Zertifizierung und Qualitätssicherung
Auf Bundesebene wird die Qualitätssicherung der Reycling-Baustoffe durch den Bundesüberwachungsverband Recycling-Baustoffe (BÜV-RB) e.V. und der Bundesgütegemeinschaft Recycling-Baustoffe e.V. betrieben. Im Alltag unterliegt die Güteüberwachung jedoch den einzelnen Branchen, bzw. deren Herstellern selbst.
Das Schüsselwort hierbei ist: güteüberwachte RC-Baustoffe. Mit einem Gütesigel werden nur diejenigen Baustoffe versehen, die alle erforderlichen Eigenschaften zur Weiterverwertung besitzen. Unter diese Charakteristika fallen vor allem die chemischen, physikalischen und biologischen Eigenschaften der Recycling-Baustoffe. Zusätzlich steht weiterhin der geplante Verwendungszweck im Vordergrund der Einschätzung.
Für die Qualitätssicherung der Sekundärbaustoffe existieren Normen und technische Regelwerke, deren Einhaltung beim Recycling stets eingehalten werden muss. Zwar ist es möglich einen Gutachter in den Wiederverwertungsprozess miteinzubeziehen, grundsätzlich obliegt dem Hersteller aber die Pflicht, für die Gleichwertigkeit im Vergleich zu Primärbaustoffen zu sorgen.
In Sachen Umweltunbedenklichkeit von RC-Stoffen liegt die Verantwortung in der Zuständigkeit der jeweiligen Bundesländer.
Qualitätssicherung beim Abbruch und Rückbau
Gelungenes Recycling beginnt bereits beim Abbruch und Rückbau.

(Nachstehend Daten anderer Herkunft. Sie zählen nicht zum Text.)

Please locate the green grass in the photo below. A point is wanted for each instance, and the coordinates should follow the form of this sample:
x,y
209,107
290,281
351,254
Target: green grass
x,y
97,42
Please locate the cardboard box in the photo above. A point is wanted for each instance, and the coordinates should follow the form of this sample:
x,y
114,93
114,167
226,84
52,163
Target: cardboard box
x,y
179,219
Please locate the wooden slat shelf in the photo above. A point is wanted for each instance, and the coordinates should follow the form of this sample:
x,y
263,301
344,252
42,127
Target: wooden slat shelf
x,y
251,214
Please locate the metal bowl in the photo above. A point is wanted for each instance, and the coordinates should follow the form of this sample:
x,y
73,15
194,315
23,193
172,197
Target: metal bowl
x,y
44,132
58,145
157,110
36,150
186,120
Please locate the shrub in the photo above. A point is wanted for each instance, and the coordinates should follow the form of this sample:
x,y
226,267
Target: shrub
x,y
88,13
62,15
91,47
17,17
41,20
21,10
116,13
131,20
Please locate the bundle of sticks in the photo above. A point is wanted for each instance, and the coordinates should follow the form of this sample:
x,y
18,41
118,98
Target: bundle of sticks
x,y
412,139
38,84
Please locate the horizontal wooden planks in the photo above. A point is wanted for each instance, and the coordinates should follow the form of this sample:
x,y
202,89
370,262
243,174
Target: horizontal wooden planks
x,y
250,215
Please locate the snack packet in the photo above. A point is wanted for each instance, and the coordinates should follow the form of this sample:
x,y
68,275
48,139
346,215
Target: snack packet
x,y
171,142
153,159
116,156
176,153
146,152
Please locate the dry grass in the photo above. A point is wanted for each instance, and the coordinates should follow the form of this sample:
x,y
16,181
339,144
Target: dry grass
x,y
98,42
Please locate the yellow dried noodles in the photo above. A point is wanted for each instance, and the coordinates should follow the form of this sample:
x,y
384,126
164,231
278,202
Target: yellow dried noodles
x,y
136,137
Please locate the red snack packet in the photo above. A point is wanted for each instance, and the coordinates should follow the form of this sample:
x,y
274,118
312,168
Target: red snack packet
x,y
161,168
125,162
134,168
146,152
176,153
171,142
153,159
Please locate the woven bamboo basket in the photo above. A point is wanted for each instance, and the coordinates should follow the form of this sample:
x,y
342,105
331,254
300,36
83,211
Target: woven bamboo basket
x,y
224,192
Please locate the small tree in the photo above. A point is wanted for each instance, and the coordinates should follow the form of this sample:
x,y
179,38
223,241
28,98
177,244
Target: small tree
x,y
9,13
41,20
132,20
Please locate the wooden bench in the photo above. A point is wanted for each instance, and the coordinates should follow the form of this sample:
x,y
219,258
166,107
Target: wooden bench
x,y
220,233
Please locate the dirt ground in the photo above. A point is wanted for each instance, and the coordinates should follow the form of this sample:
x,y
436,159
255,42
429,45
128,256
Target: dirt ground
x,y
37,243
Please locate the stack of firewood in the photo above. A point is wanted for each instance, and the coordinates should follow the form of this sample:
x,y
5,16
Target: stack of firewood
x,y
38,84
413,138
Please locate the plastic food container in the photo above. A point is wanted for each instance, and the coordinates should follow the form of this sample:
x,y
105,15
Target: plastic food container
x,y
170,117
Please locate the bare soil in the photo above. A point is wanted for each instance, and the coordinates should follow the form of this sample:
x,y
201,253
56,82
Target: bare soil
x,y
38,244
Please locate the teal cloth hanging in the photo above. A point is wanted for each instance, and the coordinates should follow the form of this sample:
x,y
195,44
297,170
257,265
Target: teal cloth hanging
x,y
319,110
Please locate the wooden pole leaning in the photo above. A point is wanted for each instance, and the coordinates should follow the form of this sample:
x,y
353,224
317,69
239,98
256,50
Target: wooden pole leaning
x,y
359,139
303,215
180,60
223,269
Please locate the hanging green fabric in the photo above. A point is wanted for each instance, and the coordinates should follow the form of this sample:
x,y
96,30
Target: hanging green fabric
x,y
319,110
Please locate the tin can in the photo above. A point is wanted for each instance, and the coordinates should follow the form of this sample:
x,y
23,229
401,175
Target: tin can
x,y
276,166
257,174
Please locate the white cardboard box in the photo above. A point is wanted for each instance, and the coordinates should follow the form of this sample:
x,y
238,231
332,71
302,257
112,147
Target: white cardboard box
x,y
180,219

Durch bewusste Vorauswahl der Baustoffabfälle und getrennte Lagerung wird das Fundament für zeiteffizientes und qualitativ hochwertiges Baustoff-Recycling gelegt.
Fazit
Die Vorteile eines nachhaltigen Baustoffmanagements liegen auf der Hand:
- Wert- und Werkstoffrecycling schont Primärressourcen (nachhaltiges Wirtschaften)
- Recycling-Baustoffe sind in der Regel günstiger als Primär-Baustoffe (Materialpreissteigerungen)
- RC-Baustoffe sind nach Qualitätsprüfung umwelttechnisch unbedenklich (Klimaangepasstheit)
Rohstoffe wie Sand, Kies oder andere Gesteine scheinen auf den ersten Blick immer ausreichend zu Verfügung zu stehen. Doch auch deren natürliche Vorkommen haben sich im Laufe der letzten Jahrzehnte drastisch verkleinert. (Pro Kubikmeter recyceltem Baustoff wird ein Kubikmeter Primärbaustoff und ein Kubikmeter Deponieraum eingespart)
Recycling-Baustoffe zu verwenden trägt somit nicht nur zur Ressourcenschonung bei, sondern auch zum Schutz natürlicher Wasserreservoire und Böden (keine Inanspruchnahme von Böden zur Rohstoffgewinnung). Neben deren Einsatz im Hoch- und Tiefbau wurden die Einsatzmöglichkeiten in den letzten Jahren kontinuierlich vergrößert: Egal ob auf Freizeitgeländen oder im Tourismus, ob in der Landwirtschaft oder im Naturschutz – nachhaltige Baustoffe liegen im Trend und werden bestenfalls sogar staatlich bezuschusst.
Quellen: „Abbruch- und Rückbauarbeiten in der Praxis”, Bundesvereinigung Recycling-Baustoffe e.V.